Identification of a novel GPR81-selective agonist that suppresses lipolysis in mice without cutaneous flushing

GPR81, which exhibits a high degree of homology with GPR109a, has been recently identified as a lactate receptor. Similar to GPR109a, the activation of GPR81 by lactate suppresses lipolysis, suggesting that GPR81 may be a potential drug target for treating dyslipidemia. In addition, the fact that GPR81 is expressed only in adipocytes, whereas GPR109a is expressed in various tissues and cells, including Langerhans cells, which are considered responsible for flushing, indicates that targeting GPR81 could lead to the development of antidyslipidemia agents with a reduced risk of this side effect. However, the pharmacological role of GPR81 remains largely unclear, mainly because of the lack of potent and selective surrogate GPR81 agonists suitable for in vivo studies.

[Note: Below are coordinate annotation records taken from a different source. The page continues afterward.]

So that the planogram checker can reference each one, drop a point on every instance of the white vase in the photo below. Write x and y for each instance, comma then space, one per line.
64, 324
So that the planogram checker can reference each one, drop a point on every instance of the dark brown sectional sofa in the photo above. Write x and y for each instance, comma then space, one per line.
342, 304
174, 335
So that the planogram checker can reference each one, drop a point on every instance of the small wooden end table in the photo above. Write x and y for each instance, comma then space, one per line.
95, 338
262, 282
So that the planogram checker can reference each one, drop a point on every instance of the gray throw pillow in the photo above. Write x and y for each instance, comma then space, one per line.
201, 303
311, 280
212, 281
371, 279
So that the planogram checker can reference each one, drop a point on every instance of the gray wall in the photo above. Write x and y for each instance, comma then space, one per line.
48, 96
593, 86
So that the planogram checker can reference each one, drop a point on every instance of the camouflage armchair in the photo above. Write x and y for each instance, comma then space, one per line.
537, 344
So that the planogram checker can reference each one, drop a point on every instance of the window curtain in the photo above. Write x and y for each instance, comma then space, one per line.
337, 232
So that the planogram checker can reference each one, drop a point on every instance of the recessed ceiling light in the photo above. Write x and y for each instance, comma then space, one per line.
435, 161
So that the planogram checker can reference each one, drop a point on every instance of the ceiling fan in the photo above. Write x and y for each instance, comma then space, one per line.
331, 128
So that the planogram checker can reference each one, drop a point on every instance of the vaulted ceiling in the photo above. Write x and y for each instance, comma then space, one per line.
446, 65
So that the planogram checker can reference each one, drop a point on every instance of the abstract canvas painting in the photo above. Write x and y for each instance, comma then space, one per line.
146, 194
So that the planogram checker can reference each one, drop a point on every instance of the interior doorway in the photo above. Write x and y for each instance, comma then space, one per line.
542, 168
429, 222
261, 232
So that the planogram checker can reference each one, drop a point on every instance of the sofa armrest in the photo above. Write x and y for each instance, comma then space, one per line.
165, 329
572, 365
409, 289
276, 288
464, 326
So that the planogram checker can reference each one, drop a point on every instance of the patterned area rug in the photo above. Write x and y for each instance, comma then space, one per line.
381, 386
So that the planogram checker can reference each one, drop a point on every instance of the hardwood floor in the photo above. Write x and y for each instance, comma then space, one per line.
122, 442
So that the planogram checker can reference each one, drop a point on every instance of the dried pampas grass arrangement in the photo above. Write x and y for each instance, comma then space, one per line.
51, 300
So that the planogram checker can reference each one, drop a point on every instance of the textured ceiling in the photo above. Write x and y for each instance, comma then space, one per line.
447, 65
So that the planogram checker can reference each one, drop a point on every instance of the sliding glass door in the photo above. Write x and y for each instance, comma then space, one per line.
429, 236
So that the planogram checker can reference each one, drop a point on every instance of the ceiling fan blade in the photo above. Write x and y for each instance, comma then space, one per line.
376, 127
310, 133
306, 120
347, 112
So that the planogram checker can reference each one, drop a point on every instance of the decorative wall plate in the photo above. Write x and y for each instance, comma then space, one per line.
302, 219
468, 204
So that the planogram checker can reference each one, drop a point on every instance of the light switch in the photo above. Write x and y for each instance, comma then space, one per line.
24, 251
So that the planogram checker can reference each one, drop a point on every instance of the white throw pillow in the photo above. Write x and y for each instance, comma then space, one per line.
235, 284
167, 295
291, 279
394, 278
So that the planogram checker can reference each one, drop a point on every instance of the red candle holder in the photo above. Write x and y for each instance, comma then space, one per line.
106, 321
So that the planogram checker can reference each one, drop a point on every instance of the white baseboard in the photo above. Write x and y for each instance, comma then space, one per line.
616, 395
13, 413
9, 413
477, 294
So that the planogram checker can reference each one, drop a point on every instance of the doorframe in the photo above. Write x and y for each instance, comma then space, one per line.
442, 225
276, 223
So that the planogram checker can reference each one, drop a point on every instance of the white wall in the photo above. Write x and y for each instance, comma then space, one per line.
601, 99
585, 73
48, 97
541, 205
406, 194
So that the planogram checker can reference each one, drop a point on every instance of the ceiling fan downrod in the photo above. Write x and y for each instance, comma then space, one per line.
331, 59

In the present study, we showed that lactate-induced suppression of lipolysis in explants of white adipose tissue (WAT) depends on the presence of GPR81. We also performed high-throughput screening (HTS) and identified four novel chemical clusters as GPR81 agonists. Chemical optimization of aminothiazole derivatives led to the discovery of a lead compound with improved potency. The compound inhibited lipolysis in differentiated 3T3-L1 adipocytes. Finally, intraperitoneal administration of this compound suppressed lipolysis in mice at doses that did not cause cutaneous flushing. This is the first description of a 50 nM GPR81 selective agonist with in vivo efficacy, without the side effect, i.e., flushing. These results suggest that GPR81 is an attractive drug target for treating dyslipidemia without the risk of flushing.